Prevent mindless munching with sanji no oyatsu
It seems that time at home has led to more people purchasing unhealthy processed foods: Mondelez, the maker of Oreos, announced that cookie and cracker sales shot up nearly 30% in the first quarter of 2020. And lots of people are concerned about the repercussions of easier access to a junk-stocked kitchen.
Nabisco/Mondelez is well aware of the concern surrounding their foods and has a “snacking made right” campaign to try and regain consumer trust. As part of their campaign, they released a video outlining tips for better mindful snacking with Oreos. Their tips included:
- Portion out your snack, for example by placing three Oreos on a plate to resist the urge to eat more.
- Smell your Oreos before eating it, to focus on taste.
- Pause and put the Oreo back on the plate between bites, to pace yourself.
Are you kidding me?
I turned to my sister who was sitting next to me and showed her the video. We both laughed at the ridiculousness of the advice but also felt a bit of frustration that these companies weren’t actually trying to be helpful, just producing useless fluff under the guise of being socially responsible. Is there a better way to snack without throwing it out of our pantry?
“Well, you think about America and they have snack time, but there’s actually no real defined time to it,” my sister mused. “But when you think about snack time in Japan, it’s always 3 p.m. Why is that?”
What is the 3 o’clock snack?
Sanji no oyatsuin Japanese reads “the 3 o’clock snack.” It’s not necessarily a proverb or an idea on how to snack, exactly, but behind the history of the phrase is a more deeply ingrained idea as to what mindful snacking is.
Snack in Japanese is read 御八つ (oyatsu), and its origin is said to be from the time 八刻 or “yatsudoki” used in the Edo period, which refers to the time from 2 to 4 p.m. So “oyatsu” used to mean that time between lunch and dinner, a time for some food, and a short break.
It’s interesting because every country has a history of snacking or break time, but consider one of the origins of Western snack time: England’s world-famous afternoon tea. In Japan, however, yatsudoki was a snack time developed by the working class. Now “oyatsu” refers to a snack regardless of what time it is, but the roots of the term persist today.
On modern Japanese snacking
Sanji no oyatsu reinforces the idea that snacking deserves its own recognition, hence a boundary to help us make better decisions about how we eat.
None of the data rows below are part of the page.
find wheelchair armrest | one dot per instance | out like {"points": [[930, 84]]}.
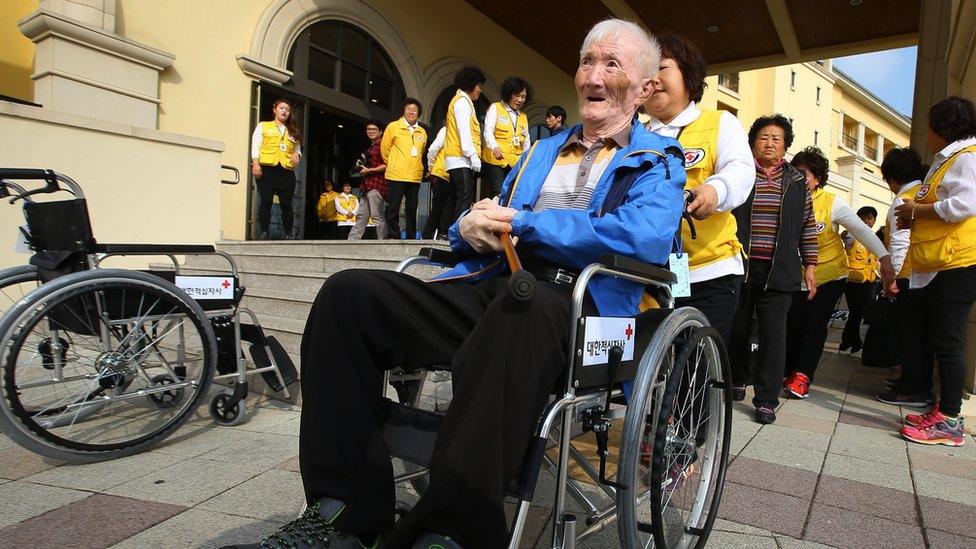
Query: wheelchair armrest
{"points": [[440, 256], [162, 249], [638, 268]]}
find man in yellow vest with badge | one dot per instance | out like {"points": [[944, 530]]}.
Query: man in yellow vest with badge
{"points": [[506, 135], [403, 145], [942, 218], [721, 174], [462, 140]]}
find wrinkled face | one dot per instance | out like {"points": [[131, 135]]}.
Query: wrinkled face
{"points": [[282, 111], [411, 113], [770, 146], [670, 95], [609, 84], [518, 99]]}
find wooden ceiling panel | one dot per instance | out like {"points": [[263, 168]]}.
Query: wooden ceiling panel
{"points": [[832, 22], [744, 28], [553, 28]]}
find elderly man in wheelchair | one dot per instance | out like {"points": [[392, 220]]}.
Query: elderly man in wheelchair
{"points": [[593, 206]]}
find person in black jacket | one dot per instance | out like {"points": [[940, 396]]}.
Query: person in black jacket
{"points": [[777, 227]]}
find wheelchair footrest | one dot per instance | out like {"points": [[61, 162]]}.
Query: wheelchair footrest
{"points": [[410, 433]]}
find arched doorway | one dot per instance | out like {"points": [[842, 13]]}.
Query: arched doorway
{"points": [[342, 77]]}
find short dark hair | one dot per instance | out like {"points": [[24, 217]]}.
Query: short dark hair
{"points": [[512, 85], [558, 112], [902, 165], [865, 211], [771, 120], [690, 63], [813, 159], [412, 101], [953, 118], [467, 78]]}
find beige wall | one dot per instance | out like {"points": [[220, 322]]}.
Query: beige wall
{"points": [[142, 169], [16, 51]]}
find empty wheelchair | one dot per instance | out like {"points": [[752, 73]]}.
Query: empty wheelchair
{"points": [[99, 363], [652, 460]]}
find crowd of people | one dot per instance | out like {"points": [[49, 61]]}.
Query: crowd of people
{"points": [[768, 245]]}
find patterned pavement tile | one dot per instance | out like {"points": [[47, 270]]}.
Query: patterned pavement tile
{"points": [[17, 463], [72, 525], [772, 477], [869, 499], [848, 529], [869, 472], [23, 500], [768, 510]]}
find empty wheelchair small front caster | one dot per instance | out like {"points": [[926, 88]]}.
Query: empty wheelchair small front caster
{"points": [[223, 413]]}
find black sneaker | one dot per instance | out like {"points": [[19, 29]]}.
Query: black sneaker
{"points": [[917, 400], [435, 541], [312, 530], [765, 415]]}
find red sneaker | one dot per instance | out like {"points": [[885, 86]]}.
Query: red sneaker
{"points": [[922, 420], [799, 385]]}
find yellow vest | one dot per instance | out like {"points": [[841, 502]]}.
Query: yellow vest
{"points": [[272, 153], [906, 266], [326, 206], [507, 134], [350, 203], [862, 264], [831, 253], [937, 245], [452, 139], [403, 151], [716, 235]]}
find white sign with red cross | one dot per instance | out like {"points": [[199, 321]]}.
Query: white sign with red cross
{"points": [[602, 334], [206, 287]]}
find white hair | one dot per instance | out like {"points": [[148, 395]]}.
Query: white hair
{"points": [[648, 50]]}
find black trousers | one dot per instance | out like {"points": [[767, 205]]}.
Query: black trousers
{"points": [[463, 181], [717, 299], [397, 190], [492, 177], [266, 195], [858, 296], [806, 326], [770, 308], [505, 357], [441, 207], [937, 317]]}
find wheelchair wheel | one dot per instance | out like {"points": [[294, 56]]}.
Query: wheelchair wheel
{"points": [[140, 358], [676, 437]]}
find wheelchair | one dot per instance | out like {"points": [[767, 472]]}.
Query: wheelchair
{"points": [[100, 363], [674, 423]]}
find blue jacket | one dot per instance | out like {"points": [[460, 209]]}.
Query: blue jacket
{"points": [[635, 211]]}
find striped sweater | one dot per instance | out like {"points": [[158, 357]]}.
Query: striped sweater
{"points": [[766, 213]]}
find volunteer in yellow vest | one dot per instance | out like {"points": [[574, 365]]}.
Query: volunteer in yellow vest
{"points": [[721, 174], [442, 192], [902, 170], [346, 205], [275, 151], [462, 139], [506, 135], [325, 208], [861, 282], [942, 218], [806, 326], [403, 146]]}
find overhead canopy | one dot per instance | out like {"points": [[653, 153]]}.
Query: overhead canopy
{"points": [[732, 35]]}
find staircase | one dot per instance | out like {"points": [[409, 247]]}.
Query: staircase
{"points": [[282, 278]]}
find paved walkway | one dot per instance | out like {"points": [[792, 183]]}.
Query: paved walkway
{"points": [[830, 472]]}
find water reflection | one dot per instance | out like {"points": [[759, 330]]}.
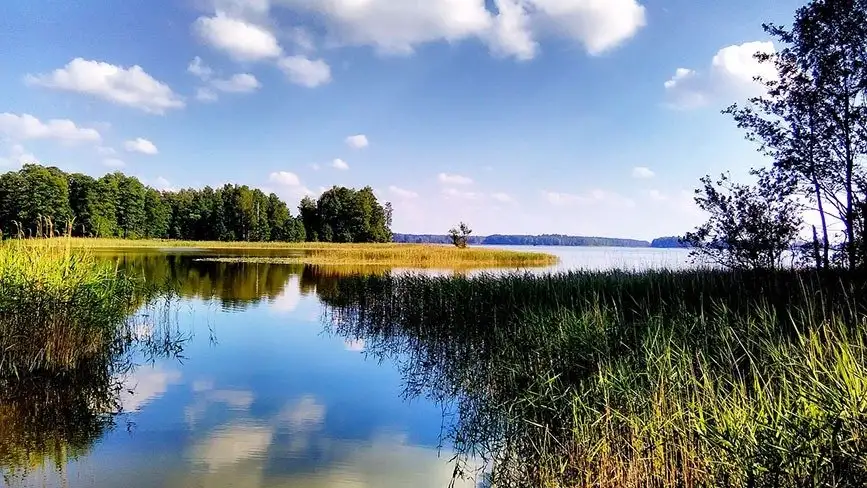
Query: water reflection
{"points": [[50, 418]]}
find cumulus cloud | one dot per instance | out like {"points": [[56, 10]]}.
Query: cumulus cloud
{"points": [[304, 71], [26, 126], [511, 28], [18, 156], [131, 87], [198, 68], [358, 141], [242, 40], [642, 173], [206, 95], [340, 164], [731, 75], [142, 146], [454, 179], [239, 83], [402, 193]]}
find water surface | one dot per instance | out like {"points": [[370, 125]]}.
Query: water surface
{"points": [[260, 392]]}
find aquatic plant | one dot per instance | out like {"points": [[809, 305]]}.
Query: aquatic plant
{"points": [[693, 379], [57, 306], [393, 254]]}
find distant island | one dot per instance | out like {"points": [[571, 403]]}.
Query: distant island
{"points": [[543, 240]]}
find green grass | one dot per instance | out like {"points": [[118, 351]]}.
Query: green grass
{"points": [[58, 306], [651, 379], [393, 254]]}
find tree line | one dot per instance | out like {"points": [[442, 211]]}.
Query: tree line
{"points": [[39, 200], [811, 123]]}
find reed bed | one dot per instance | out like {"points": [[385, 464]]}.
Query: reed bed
{"points": [[617, 379], [392, 254], [57, 306]]}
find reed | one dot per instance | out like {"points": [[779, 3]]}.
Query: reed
{"points": [[393, 254], [652, 379], [57, 306]]}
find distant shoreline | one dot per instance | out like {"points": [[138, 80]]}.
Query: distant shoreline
{"points": [[549, 240]]}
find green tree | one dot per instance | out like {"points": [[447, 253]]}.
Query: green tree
{"points": [[812, 120], [750, 227], [308, 212], [158, 214], [460, 235]]}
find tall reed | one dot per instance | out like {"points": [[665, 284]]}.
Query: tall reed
{"points": [[57, 306], [652, 379]]}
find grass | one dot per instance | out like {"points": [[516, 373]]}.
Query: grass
{"points": [[57, 306], [650, 379], [393, 254]]}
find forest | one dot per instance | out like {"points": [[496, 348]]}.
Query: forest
{"points": [[39, 200]]}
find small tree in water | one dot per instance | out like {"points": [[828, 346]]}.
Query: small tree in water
{"points": [[750, 227], [461, 235]]}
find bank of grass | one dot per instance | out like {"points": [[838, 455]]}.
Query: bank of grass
{"points": [[59, 306], [652, 379], [392, 254]]}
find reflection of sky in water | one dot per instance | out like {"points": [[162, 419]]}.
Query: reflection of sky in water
{"points": [[272, 402]]}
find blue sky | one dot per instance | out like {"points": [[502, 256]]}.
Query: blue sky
{"points": [[591, 117]]}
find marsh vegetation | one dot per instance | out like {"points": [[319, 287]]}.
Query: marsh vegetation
{"points": [[696, 379]]}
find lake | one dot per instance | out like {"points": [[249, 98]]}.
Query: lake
{"points": [[256, 390]]}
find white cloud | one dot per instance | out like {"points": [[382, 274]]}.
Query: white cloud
{"points": [[243, 41], [198, 68], [731, 76], [304, 71], [239, 83], [284, 178], [131, 87], [145, 386], [340, 164], [26, 126], [502, 197], [642, 173], [113, 163], [453, 179], [402, 193], [591, 198], [512, 29], [206, 95], [142, 146], [18, 156], [358, 141]]}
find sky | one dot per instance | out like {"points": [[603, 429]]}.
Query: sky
{"points": [[583, 117]]}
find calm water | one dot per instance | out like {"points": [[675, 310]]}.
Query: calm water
{"points": [[259, 393]]}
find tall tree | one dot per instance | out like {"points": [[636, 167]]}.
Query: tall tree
{"points": [[813, 118]]}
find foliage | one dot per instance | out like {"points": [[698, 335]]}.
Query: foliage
{"points": [[460, 236], [117, 205], [345, 215], [749, 226], [812, 120], [652, 379], [523, 240]]}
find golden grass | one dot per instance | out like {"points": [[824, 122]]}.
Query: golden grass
{"points": [[392, 254]]}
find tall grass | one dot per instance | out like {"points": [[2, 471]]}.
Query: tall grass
{"points": [[690, 379], [393, 254], [57, 306]]}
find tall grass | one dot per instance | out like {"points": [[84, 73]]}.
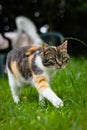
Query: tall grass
{"points": [[70, 84]]}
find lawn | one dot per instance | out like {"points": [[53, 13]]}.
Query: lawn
{"points": [[70, 84]]}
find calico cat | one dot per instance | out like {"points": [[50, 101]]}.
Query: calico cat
{"points": [[36, 65]]}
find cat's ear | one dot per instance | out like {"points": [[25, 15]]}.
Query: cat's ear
{"points": [[10, 35], [44, 46], [64, 45]]}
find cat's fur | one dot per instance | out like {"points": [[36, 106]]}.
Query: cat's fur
{"points": [[25, 34], [36, 65]]}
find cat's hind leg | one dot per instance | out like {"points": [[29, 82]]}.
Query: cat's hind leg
{"points": [[45, 91], [13, 86]]}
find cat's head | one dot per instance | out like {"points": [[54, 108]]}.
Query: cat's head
{"points": [[55, 56]]}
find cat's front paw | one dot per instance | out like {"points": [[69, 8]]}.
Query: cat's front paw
{"points": [[58, 103]]}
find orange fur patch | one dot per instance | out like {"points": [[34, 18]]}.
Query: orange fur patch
{"points": [[14, 69], [41, 83], [30, 50]]}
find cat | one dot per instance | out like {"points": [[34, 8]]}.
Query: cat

In this way it’s not a mindless activity, but choosing to eat with a goal in mind:
- A satisfying snack that will carry you until your next meal
- Or a snack that will help you relax and refresh a bit midday
- Or both!
With a purpose in mind, decisions around eating are made to satiate our needs, which helps prevent overeating. So with a bit of awareness behind your instinct to snack, you can make better decisions on what and how you should eat.
To satisfy a hunger craving
- Pick something nutrient-dense, protein- or fiber-rich — things like nuts, dark chocolate, yogurt, avocado toast, or anything that will fill you up.
- Drink some water with your snack to ensure you’re not confusing dehydration for hunger.
To satisfy your need for a break
- Pick something you enjoy — choosing a food that satisfies but gives you no joy will not satisfy your need to continue eating.
- Put yourself in a relaxing environment: away from the computer and phone, away from the desk. Grab a friend or family member to join you if you can, or sit by a window and look outside as you eat. Break time doesn’t need to be an hour, but even just a designated 10 minutes to enjoy something will help you relax and refresh.
It’s important to be aware of our needs: By meeting them, we’re less likely to snack with abandon. If we aren’t aware we are snacking to satisfy hunger, we will choose foods that won’t fill us and will keep us craving more. If we aren’t aware we are snacking to relieve stress, we will choose a snack that gives us no joy or relaxation, and we perpetuate the cycle of stress eating.
So forget sniffing your Oreos and putting your cookie down between each bite, and instead consider what need you’re trying to satisfy to make better decisions about what and how to eat: This is the key to mindful eating.